Google Ads propose justement des colonnes permettant d’analyser les conversions selon leur date de conversion. Elles sont particulièrement utiles lorsque vous cherchez à comprendre si une baisse récente provient réellement d’un problème d’acquisition ou simplement d’un décalage temporel dans la remontée des conversions.
Je ne conseille pas de remplacer systématiquement les colonnes standards par cette lecture.
Les deux approches sont complémentaires.
Mais dès qu’une période récente semble s’effondrer, regarder le délai de conversion et la date à laquelle les conversions se matérialisent devrait faire partie des premiers contrôles.
C’est là que ce biais devient réellement coûteux.
Une erreur d’analyse n’est pas très grave tant qu’elle reste dans un tableau.
Elle le devient lorsqu’elle provoque une décision.
Imaginez que vous constatiez une baisse de 40 % de votre chiffre d’affaires Google Ads.
Vous pouvez légitimement décider de réduire fortement les budgets.
Vous pouvez augmenter votre ROAS cible pour forcer l’algorithme à rechercher davantage de rentabilité.

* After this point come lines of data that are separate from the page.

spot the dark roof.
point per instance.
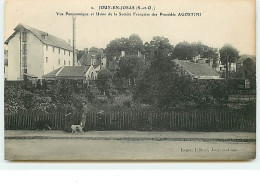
(242, 58)
(198, 70)
(49, 39)
(86, 58)
(70, 72)
(51, 74)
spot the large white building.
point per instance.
(33, 53)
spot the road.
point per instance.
(80, 149)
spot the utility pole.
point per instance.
(74, 38)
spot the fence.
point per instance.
(143, 120)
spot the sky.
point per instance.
(221, 21)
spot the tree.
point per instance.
(249, 68)
(162, 84)
(130, 67)
(228, 55)
(63, 92)
(153, 45)
(103, 81)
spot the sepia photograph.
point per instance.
(130, 80)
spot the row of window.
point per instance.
(53, 50)
(59, 62)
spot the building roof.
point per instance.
(86, 58)
(197, 70)
(68, 72)
(44, 37)
(242, 58)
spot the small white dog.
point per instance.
(74, 129)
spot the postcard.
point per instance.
(130, 80)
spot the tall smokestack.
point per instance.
(74, 39)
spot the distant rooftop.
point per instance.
(68, 72)
(197, 70)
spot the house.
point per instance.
(196, 70)
(34, 53)
(243, 58)
(94, 57)
(67, 72)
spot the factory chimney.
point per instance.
(74, 38)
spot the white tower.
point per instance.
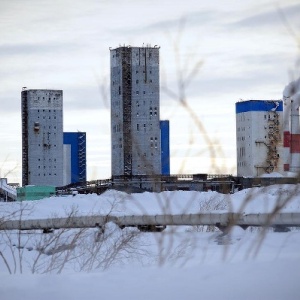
(135, 127)
(42, 137)
(259, 137)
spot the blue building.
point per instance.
(74, 157)
(165, 147)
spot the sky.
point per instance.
(212, 54)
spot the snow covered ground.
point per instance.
(179, 263)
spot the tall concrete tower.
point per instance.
(259, 127)
(42, 137)
(135, 126)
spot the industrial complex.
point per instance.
(53, 161)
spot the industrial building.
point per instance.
(135, 121)
(259, 140)
(74, 157)
(42, 137)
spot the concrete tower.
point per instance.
(42, 137)
(135, 126)
(259, 137)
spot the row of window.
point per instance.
(50, 174)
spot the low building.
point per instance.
(33, 192)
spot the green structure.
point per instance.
(34, 192)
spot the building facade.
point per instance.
(259, 131)
(42, 137)
(135, 124)
(74, 157)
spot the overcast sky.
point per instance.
(224, 51)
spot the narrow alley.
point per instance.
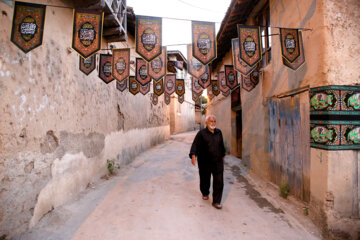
(157, 197)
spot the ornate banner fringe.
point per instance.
(298, 61)
(205, 79)
(157, 67)
(250, 44)
(195, 68)
(121, 85)
(180, 87)
(121, 63)
(105, 68)
(148, 37)
(87, 31)
(28, 25)
(141, 74)
(195, 86)
(170, 82)
(290, 44)
(159, 87)
(203, 41)
(87, 65)
(145, 89)
(239, 65)
(231, 77)
(134, 86)
(167, 98)
(222, 82)
(215, 87)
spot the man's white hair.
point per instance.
(209, 116)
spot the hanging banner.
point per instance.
(222, 82)
(157, 67)
(158, 87)
(180, 87)
(105, 68)
(195, 86)
(195, 68)
(167, 98)
(154, 99)
(170, 81)
(215, 87)
(145, 89)
(250, 44)
(148, 37)
(141, 74)
(28, 25)
(227, 93)
(247, 83)
(121, 63)
(121, 85)
(134, 86)
(290, 44)
(87, 65)
(239, 65)
(181, 99)
(298, 61)
(205, 79)
(203, 41)
(87, 31)
(231, 77)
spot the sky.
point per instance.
(179, 31)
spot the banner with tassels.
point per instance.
(180, 87)
(87, 31)
(170, 81)
(222, 82)
(148, 37)
(290, 44)
(203, 41)
(215, 87)
(157, 67)
(134, 86)
(250, 44)
(145, 89)
(158, 87)
(28, 25)
(298, 61)
(105, 68)
(239, 65)
(121, 63)
(141, 74)
(121, 85)
(195, 68)
(231, 77)
(195, 86)
(167, 98)
(87, 65)
(205, 79)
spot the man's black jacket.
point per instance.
(209, 149)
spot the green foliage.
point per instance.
(112, 166)
(284, 189)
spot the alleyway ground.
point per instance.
(157, 197)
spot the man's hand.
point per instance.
(193, 160)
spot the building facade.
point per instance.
(276, 116)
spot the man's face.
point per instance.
(211, 123)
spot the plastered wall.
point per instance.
(58, 126)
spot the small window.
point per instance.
(265, 31)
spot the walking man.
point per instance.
(208, 150)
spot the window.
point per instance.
(265, 31)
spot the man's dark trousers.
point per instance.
(218, 184)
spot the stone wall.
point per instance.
(58, 126)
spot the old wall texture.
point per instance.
(58, 126)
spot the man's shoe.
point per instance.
(217, 205)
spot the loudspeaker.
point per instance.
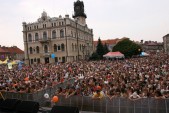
(64, 109)
(9, 104)
(28, 107)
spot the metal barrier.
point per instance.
(116, 105)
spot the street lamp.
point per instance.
(76, 20)
(26, 43)
(83, 48)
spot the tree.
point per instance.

Vous pouvez réduire votre CPA cible.
Vous pouvez couper certaines campagnes ou revoir votre stratégie d’acquisition.
Toutes ces décisions peuvent sembler cohérentes avec le diagnostic initial.
Mais si la baisse réelle, une fois les données stabilisées, est plutôt de 20 à 25 %, la situation change.
Il existe toujours un problème. Il faut toujours l’analyser et probablement agir.
Mais son ampleur n’est plus la même.
Et une mesure parfaitement rationnelle face à une chute de 40 % peut devenir beaucoup trop agressive face à une baisse de 20 %.
Dans certains cas, vous pouvez même créer un second problème en essayant de corriger trop brutalement le premier : perte de diffusion, réduction du volume, apprentissage perturbé ou retrait du marché au moment où vos conversions retardées commencent justement à remonter.
Le danger n’est donc pas le délai de conversion en lui-même.
Le danger, c’est de prendre une décision définitive sur une donnée provisoire.
Lorsque je constate désormais une forte variation sur une période récente, je ne passe pas immédiatement à l’optimisation.
Je commence par vérifier la qualité de la comparaison.
La première question est évidemment de mesurer la baisse observée. Il faut connaître le chiffre brut et comprendre où l’écart se concentre.
Mais juste après vient une deuxième question : combien de temps faut-il habituellement aux utilisateurs de ce compte pour convertir ?
Si l’essentiel des conversions arrive le jour même, la période récente peut être considérée comme relativement fiable.
Si une proportion importante arrive plusieurs jours ou semaines plus tard, la prudence s’impose.
Je cherche ensuite à comprendre le niveau de maturité de la période analysée.
Combien de conversions supplémentaires sont encore susceptibles d’apparaître ?
Quelle proportion du résultat final avons-nous généralement après un jour, trois jours, sept jours ou davantage ?
Et surtout : la période utilisée comme référence présentait-elle le même niveau de maturité lorsque nous la comparons ?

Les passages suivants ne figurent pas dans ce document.